Ok, here's the _extremely short_ version, which I'll expand upon later: On a "hidden bit" floating point system, the positive number 2^e(1+m) (0<m<1) is represented by the pair [e,m]. If we have a number z=2^(2e)*(1+2x) (0<x<.5), represented by [2e,2x], then a good initial approximation to sqrt(z) is [e,x]. Why? Consider squaring s0=[e,x]=2^e*(1+x): [e,x]^2 = (2^e*(1+x))^2 = 2^(2e)*(1+2*x+x^2) ~~ 2^(2e)*(1+2*x) = [2e,2x]. So you get the idea. So, the initial guess isn't a lot of precision, but every little "bit" helps... (I don't have time to expand upon this right this second, but the oddp(e) case looks more like 2^(e-1)*(1-m), so the low bit shifted out of the exponent becomes the "sign" bit for the mantissa.) At 02:30 PM 4/17/2011, Robert Munafo wrote:
On Sun, Apr 17, 2011 at 11:59, Henry Baker <<mailto:hbaker1@pipeline.com>hbaker1@pipeline.com> wrote:
I think we've established that shifting the exponent right by 1 for the initial approximation goes way far back. I suspect that it may go back much further -- perhaps to Von Neumann's original binary floating point proposal.
The only question now is what are the contents of the mantissa. I may need to do some experiments with Maxima to determine how important various guesses at the mantissa are.
[...]
No, you asked "[...] the bits of the entire number (both exponent & mantissa) shifted right by 1."
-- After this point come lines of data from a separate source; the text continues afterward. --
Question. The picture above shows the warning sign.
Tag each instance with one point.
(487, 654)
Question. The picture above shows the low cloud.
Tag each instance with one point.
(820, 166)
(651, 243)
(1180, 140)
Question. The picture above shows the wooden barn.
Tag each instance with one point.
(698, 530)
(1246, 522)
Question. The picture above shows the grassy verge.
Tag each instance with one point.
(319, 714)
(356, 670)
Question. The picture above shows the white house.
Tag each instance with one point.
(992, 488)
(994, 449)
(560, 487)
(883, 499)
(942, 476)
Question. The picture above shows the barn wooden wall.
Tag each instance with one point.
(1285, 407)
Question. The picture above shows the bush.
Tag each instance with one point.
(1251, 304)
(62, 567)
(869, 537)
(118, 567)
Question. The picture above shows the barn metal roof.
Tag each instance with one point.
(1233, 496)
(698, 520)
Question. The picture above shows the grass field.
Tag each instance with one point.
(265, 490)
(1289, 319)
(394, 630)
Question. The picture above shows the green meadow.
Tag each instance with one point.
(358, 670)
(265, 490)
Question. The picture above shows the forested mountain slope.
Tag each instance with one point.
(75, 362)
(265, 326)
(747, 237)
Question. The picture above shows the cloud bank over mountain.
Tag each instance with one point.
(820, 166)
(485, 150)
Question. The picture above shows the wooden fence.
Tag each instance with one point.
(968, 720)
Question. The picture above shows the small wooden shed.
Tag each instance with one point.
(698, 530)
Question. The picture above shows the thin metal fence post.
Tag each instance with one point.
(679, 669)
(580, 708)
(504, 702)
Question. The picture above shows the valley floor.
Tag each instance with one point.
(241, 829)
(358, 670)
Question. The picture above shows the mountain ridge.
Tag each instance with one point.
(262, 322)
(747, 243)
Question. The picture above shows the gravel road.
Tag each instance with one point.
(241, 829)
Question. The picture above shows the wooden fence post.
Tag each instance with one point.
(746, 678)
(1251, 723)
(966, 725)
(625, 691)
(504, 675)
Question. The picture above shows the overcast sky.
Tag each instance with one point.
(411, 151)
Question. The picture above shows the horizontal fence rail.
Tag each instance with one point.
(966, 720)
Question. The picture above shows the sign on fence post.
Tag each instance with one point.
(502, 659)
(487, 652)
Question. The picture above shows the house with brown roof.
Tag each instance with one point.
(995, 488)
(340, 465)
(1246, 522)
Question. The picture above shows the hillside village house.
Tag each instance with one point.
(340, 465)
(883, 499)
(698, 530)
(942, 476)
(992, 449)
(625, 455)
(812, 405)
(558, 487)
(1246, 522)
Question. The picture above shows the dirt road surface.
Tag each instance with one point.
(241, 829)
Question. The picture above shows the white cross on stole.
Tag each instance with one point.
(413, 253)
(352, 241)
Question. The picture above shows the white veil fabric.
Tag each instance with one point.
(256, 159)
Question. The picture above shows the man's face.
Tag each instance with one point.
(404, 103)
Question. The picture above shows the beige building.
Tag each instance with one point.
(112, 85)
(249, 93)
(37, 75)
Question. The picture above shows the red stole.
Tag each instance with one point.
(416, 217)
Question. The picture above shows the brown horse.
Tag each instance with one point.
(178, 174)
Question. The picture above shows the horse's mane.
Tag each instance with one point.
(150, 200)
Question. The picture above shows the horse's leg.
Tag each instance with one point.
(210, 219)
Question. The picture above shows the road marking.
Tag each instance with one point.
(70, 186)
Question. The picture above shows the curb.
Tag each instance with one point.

I still want the answer to that question, not any of the others.
I wrote assembly code for the PDP-11, and apparently it used a floating point format in which an integer test "A>B" was suitable for comparing two positive floating point numbers, so the monolithic shift would have worked there. Maybe other PDP's were similar. But we're looking for actual evidence of it.